Judge’s injuries have reached the proportions of Mickey Mantle, the former Yankees great and Hall of Famer who missed 127 games in his 18-year career dealing with various knee and leg injuries. Mantle always played hurt, which is what Judge tried to do after initially sustaining the injury while diving for a fly ball. Giancarlo Stanton and Max Fried are also on the Yanks’ injured list.
"Big G’s hurt. Max Fried’s hurt. We got a lot of guys banged up," Judge said. "You got to be out there. That’s what they’re paying me to do, is to go out there and play."
Judge appeared in 158 games and 152 games the past two years, both AL MVP seasons. But with only 59 games on the docket for the current season, the clock on his career is certainly ticking.
Betts and Tucker have been struggling this season for the two-time defending World Series champion Dodgers, who despite all that are in first place with a 44-26 record and hold a healthy eight-game lead over the Padres in the National League West.
Betts, now 33, joined the injured list on April 4 with a right oblique strain and didn’t return until May 11. After playing in 35 games, he hasn’t gotten untracked and is batting .181 with six homers, seven RBIs, a .591 OPS and a 65 OPS+, 35 points below the league average of 100. Now in his 13th season, Betts is hitting 107 points less than his .288 career average.
“He’s obviously just not comfortable in his swing or mechanics,” Dodgers manager Dave Roberts said recently about Betts. “He’s overthinking.
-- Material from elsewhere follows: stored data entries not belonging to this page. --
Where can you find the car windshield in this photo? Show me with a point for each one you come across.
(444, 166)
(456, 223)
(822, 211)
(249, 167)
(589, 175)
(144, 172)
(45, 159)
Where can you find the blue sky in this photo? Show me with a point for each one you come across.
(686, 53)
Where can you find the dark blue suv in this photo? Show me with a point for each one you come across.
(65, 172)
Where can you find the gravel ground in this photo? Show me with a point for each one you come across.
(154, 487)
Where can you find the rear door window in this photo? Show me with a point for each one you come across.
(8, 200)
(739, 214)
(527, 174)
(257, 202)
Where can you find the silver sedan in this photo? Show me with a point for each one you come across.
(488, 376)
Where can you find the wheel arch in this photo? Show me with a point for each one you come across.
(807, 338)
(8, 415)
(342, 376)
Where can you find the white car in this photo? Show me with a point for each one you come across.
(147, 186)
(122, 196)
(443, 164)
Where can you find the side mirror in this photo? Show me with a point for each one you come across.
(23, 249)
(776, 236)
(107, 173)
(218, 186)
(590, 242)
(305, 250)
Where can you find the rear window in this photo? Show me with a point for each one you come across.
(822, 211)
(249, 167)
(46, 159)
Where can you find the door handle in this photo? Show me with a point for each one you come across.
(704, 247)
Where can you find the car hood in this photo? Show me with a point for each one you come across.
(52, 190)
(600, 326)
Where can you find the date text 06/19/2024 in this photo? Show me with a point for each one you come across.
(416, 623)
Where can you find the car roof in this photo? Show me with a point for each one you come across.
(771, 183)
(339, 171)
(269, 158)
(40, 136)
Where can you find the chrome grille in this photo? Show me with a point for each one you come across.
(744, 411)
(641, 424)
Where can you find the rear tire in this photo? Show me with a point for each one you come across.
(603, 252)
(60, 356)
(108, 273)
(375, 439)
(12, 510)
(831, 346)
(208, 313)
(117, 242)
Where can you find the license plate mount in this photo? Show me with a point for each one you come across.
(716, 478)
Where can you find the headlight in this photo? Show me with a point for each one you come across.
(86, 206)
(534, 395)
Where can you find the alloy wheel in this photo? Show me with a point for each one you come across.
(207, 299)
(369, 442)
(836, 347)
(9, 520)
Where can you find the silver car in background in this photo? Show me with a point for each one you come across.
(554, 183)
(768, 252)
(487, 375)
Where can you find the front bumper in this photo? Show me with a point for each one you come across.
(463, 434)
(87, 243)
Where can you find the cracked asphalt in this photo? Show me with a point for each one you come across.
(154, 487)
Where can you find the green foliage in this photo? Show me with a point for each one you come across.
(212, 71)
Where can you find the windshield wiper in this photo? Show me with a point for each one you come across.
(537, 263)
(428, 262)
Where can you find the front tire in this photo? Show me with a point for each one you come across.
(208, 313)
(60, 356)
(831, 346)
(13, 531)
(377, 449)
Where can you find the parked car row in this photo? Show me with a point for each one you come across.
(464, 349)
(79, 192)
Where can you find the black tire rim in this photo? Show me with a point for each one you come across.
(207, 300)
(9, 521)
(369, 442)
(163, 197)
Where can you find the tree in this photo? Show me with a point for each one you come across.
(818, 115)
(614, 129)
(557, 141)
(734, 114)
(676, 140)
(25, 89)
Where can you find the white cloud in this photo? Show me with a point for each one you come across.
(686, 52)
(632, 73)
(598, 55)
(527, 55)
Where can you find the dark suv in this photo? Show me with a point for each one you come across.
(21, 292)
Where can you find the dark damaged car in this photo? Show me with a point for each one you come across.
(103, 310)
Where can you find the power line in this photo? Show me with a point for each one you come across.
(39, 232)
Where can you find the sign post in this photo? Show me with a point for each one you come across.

Trying too hard. Very anxious. You can see him just fighting. That’s exactly where he’s at right now.”
Tucker, just 29, has been a complete enigma since signing a four-year, $240 million free-agent contract with the Dodgers this offseason. Betts had already been moved to shortstop when Tucker was awarded his old slot in right field.
As of this writing, Tucker’s slashing .234/.331/.377 with a .708 OPS, five homers, 34 RBIs and a 100 OPS+.
The Dodgers are paying Betts and Tucker a combined $87.6 million this season – Tucker $57.2 million and Betts $30.4 million – for this kind of production. Betts has six more years at that figure for luxury-tax purposes through 2032 when he’ll be 39, for a total of $182.4 million.
Tucker recently said he’s been searching for his swing all season, but whenever he’s had a little success he goes backward.
“I’m just trying to stay on the ball,” he noted. “Just trying to hit the ball to left center. Otherwise, it’s been great adjusting to the Dodgers. We have a really good team, a really great group of guys around us who want to help, get back to the World Series and win it. Every day we just show up, try to win the game and put in some good work.”
No pressure, but no All-Star appearance, either.